Intensive Zusammenarbeit in allen Bereichen
Diese Idee sei „äußerst erfolgreich“ gewesen, urteilt 30 Jahre später der Historiker Peter Oliver Loew, der das Deutsche Polen-Institut in Darmstadt leitet. Im Mai 2004 trat Polen gemeinsam mit neun anderen Staaten des mittleren und östlichen Europas der EU bei. Darüber hinaus sei der Vertrag aber auch „von herausragender Bedeutung für das bilaterale Verhältnis gewesen“, sagt Loew. Tatsächlich vereinbarten die Partner in fast allen Politikbereichen eine intensive Zusammenarbeit. Das betraf Wirtschaft, Umwelt, Verkehr, Kultur, Sicherheit und Verteidigung. Das Abkommen rief aber auch einen Jungendaustausch und regelmäßige Regierungskonsultationen ins Leben. Zudem wurden die Rechte der deutschen Minderheit in Polen und der polnischstämmigen Deutschen garantiert.

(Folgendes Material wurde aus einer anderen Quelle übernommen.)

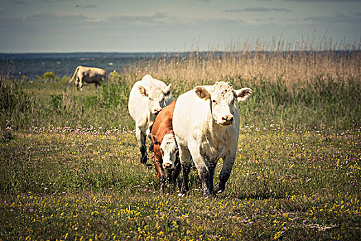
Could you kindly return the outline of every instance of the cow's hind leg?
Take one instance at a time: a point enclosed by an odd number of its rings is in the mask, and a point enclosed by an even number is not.
[[[135,134],[138,140],[139,149],[140,150],[140,163],[146,164],[148,160],[146,154],[146,147],[145,145],[146,135],[138,127],[135,127]]]

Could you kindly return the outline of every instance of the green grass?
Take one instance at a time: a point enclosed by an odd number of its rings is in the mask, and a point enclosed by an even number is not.
[[[159,193],[153,154],[140,165],[129,77],[83,92],[0,78],[1,240],[361,238],[360,78],[228,78],[254,94],[226,191],[204,199],[195,169],[179,197]],[[175,97],[213,83],[164,81]]]
[[[360,238],[360,129],[245,129],[226,191],[204,199],[195,169],[189,196],[160,195],[133,133],[89,129],[3,138],[2,240]]]

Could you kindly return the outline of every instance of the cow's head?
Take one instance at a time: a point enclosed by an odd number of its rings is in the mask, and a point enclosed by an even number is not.
[[[164,89],[160,87],[144,88],[142,85],[138,86],[139,92],[142,96],[148,98],[148,107],[152,114],[157,114],[162,108],[166,107],[166,97],[171,94],[172,85],[169,84]]]
[[[174,163],[178,152],[175,137],[173,134],[164,135],[160,144],[160,153],[163,158],[163,168],[174,168]]]
[[[226,82],[217,82],[208,90],[203,86],[195,87],[198,97],[210,101],[212,117],[221,125],[233,124],[234,110],[237,108],[236,101],[245,101],[252,94],[252,90],[250,88],[235,90]]]

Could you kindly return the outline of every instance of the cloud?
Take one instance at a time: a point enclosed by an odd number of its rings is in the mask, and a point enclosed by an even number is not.
[[[254,20],[257,22],[269,23],[270,21],[274,21],[275,19],[274,18],[269,17],[266,19],[254,19]]]
[[[122,22],[130,23],[133,24],[151,24],[154,23],[159,23],[168,19],[168,15],[164,12],[156,12],[154,15],[151,16],[129,16],[129,15],[119,15],[113,16],[107,19],[111,22]]]
[[[320,23],[361,23],[361,17],[352,17],[346,14],[339,13],[334,16],[314,16],[304,19],[306,21],[312,21]]]
[[[255,7],[255,8],[245,8],[242,9],[232,9],[226,10],[223,12],[291,12],[290,10],[285,8],[264,8],[264,7]]]
[[[52,22],[69,22],[69,21],[79,21],[89,20],[90,18],[85,17],[83,14],[78,15],[67,15],[61,14],[52,14],[52,13],[41,13],[37,14],[30,15],[22,18],[24,21],[30,22],[43,22],[43,23],[52,23]]]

Wer eine Bestätigung für den Erfolg des Nachbarschaftsvertrags sucht, braucht nur Oliver Hermes zuzuhören, dem Vorsitzenden des Ost-Ausschusses der deutschen Wirtschaft. Polen sei ein „Powerhause“ in der EU geworden, sagt er, ein ökonomisches Kraftzentrum. Und auch der Warschauer Regierungschef Mateusz Morawiecki, selbst ein Wirtschafts- und Finanzfachmann, hält den Handel für einen wichtigen Stützpfeiler der deutsch-polnischen Beziehungen: „Das Volumen hat sich seit dem Abschluss des Nachbarschaftsvertrags vor 30 Jahren um das Siebenfache erhöht.“ Ein solches Tempo habe in diesem Zeitraum kaum ein zweiter Handelspartner Deutschlands erreichen können, betont Morawiecki, der sich aber nicht zu lange mit dem Blick zurück aufhalten möchte: „Wir haben noch viele Ziele, die wir gemeinsam erreichen wollen.“
Aktives Jugendwerk und Aktion des Goethe-Instituts
Und das gilt eben keineswegs nur für die Wirtschaftsbeziehungen. So hat das Deutsch-Polnische Jugendwerk (DPJW), dessen Gründungsdokument parallel zum Nachbarschaftsvertrag am 17. Juni 1991 unterzeichnet wurde, seine Aktivitäten auch in der Corona-Pandemie fortgesetzt. Oft sogar mit noch einmal erhöhtem Engagement. Das meiste lief in Zeiten der Kontaktbeschränkungen zwar online. Aber nach der Devise „Jetzt erst recht“ machte das DPJW auch zusätzliche Fördermittel frei. Ein „Corona-Zuschlag“ sollte helfen, Jugendbegegnungen weiter auch vor Ort stattfinden zu lassen. Damit knüpften die Organisatoren an jene Erkenntnis an, die sich schon in der Präambel des Nachbarschaftsvertrags findet: Die Parteien seien überzeugt, heißt es da, dass „der jungen Generation bei der Neugestaltung des Verhältnisses beider Länder und Völker und der Vertrauensbildung zwischen ihnen eine besondere Bedeutung zukommt“.
Das Projekt „Gute Nachbarschaft – Dobre Sąsiedztwo“ des Goethe-Instituts mit vielen polnischen und deutschen Partnern feiert die deutsch-polnische Freundschaft und das Vertragsjubiläum auf eine ganz besondere Art: mit einer gemeinsamen Wander- und Kajak-Tour sowie tollen Podcasts.